At 4.30am I should have been getting ready to leave my room to take the taxi to the coach station. Instead, I was wide awake, this sudden and very late change to my plans had my mind going ten to the dozen and I’d managed very little sleep. A torrential downpour began at about 6am, I was to meet Michael at 7.30am for some breakfast and the dash to the embassy. A frantic morning then commenced; organising photocopies of passports, filling in applications. In search of some information Michael discovered that his own Cameroon visa was not in either of his four passports in the truck but in his fifth that was safely back home in Bavaria.
It seems our chance meeting was good look for both of us. If he’d not discovered the missing visa now he would have an unexpected headache at the border along with little if any possibility of seeing Yaounde. Now he needed a visa too. The Cameroon visa fee is 70,000XAF (£89.65), if you need it fast add another 21,000XAF (£26.90).
By 3pm that afternoon, the engine of the ex-military MAN truck fired up and we joined the throng of green taxis winding their way through the streets of Brazzaville (taking out someone’s side mirror down the narrow streets near hotel Saint Jacques as we went). The vehicle attracted much attention, I felt like a celebrity with everyone looking, pointing and shouting and I played my part by waving to the children.
We were soon chugging up into the hills on our way out of town. At about 5pm we pulled off the road and set up camp. As new boy I didn’t know the routines so offered help but actually contributed little. I got little sleep in my tent that night. I eventually got used to all of the animal noises only to be woken by a passing truck thundering along the road we were camped next to and was pleased when morning arrived.
The road was long and very straight. We made regular stops to take on supplies from the roadside vendors. Around lunchtime we pulled off the road and onto a dirt track. We had entered the Lesio Louna Nature Reserve. The tall 4×4 swayed from side to side as the wheels tracked the peaks and trough of the two grooves they followed. The wide sweeping plains were sporadically dotted with trees and termite mounds. After some time we pulled into the camp and was greeted by several smiling rangers.
With negotiations over entry and camping fees concluded we setup our tents then prepared lunch. Gorilla feeding time would be at 7am the next morning, so with the afternoon to myself, I strapped on my big lens and headed down to the river. And guess what I saw on the opposite bank? I took three quick snaps then hurried back to the others to inform them that the gorilla was at the feeding platform. I watched him for about three hours taking many photos and tomorrow hopefully, we’d get even nearer.
Bright and early we were in the boat and heading across to see Side, pronounced Sid e, the gorilla. Apparently, he wasn’t too pleased this morning and he sat arms folded waiting for his daily delivery of 6—10kg of fruit and veg. The boat moored some three or four metres from the platform on-which Side sat looking very disinterested.

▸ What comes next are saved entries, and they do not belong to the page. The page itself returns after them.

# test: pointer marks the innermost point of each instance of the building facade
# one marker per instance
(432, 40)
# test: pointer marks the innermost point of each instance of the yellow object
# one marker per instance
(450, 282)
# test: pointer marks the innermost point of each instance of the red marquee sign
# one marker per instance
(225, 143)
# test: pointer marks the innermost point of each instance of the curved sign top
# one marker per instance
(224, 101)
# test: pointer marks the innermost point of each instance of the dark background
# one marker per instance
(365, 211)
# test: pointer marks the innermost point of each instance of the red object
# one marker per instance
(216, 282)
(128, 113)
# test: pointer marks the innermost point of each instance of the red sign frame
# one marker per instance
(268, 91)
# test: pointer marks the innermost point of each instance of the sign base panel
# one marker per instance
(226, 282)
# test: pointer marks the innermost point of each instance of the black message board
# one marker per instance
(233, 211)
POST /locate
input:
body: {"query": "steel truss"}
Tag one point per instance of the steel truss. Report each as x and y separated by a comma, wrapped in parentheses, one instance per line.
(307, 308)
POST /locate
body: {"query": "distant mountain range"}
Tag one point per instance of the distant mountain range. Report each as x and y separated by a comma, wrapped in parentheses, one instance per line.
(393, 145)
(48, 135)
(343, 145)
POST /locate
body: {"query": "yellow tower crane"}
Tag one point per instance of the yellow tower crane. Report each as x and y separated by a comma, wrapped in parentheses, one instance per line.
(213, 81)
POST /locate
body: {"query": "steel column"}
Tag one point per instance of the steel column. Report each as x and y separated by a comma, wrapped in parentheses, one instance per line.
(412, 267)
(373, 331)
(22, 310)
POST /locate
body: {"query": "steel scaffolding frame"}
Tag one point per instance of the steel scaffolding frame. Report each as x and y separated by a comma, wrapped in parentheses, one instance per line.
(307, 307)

We snapped away and stared at him until his patience ran out and he launched an avocado at us.
I don’t blame him for being so miserable, we were the only company he’d get that day. At 42 years Side was very much the king of the castle. Apparently there used to be five gorillas on this 17sq km (6.56sq miles) island but they fought over food so much that they were either killed or shipped out. So he lived here all alone with nothing other than trying to hit a tourist with over ripe fruit as entertainment.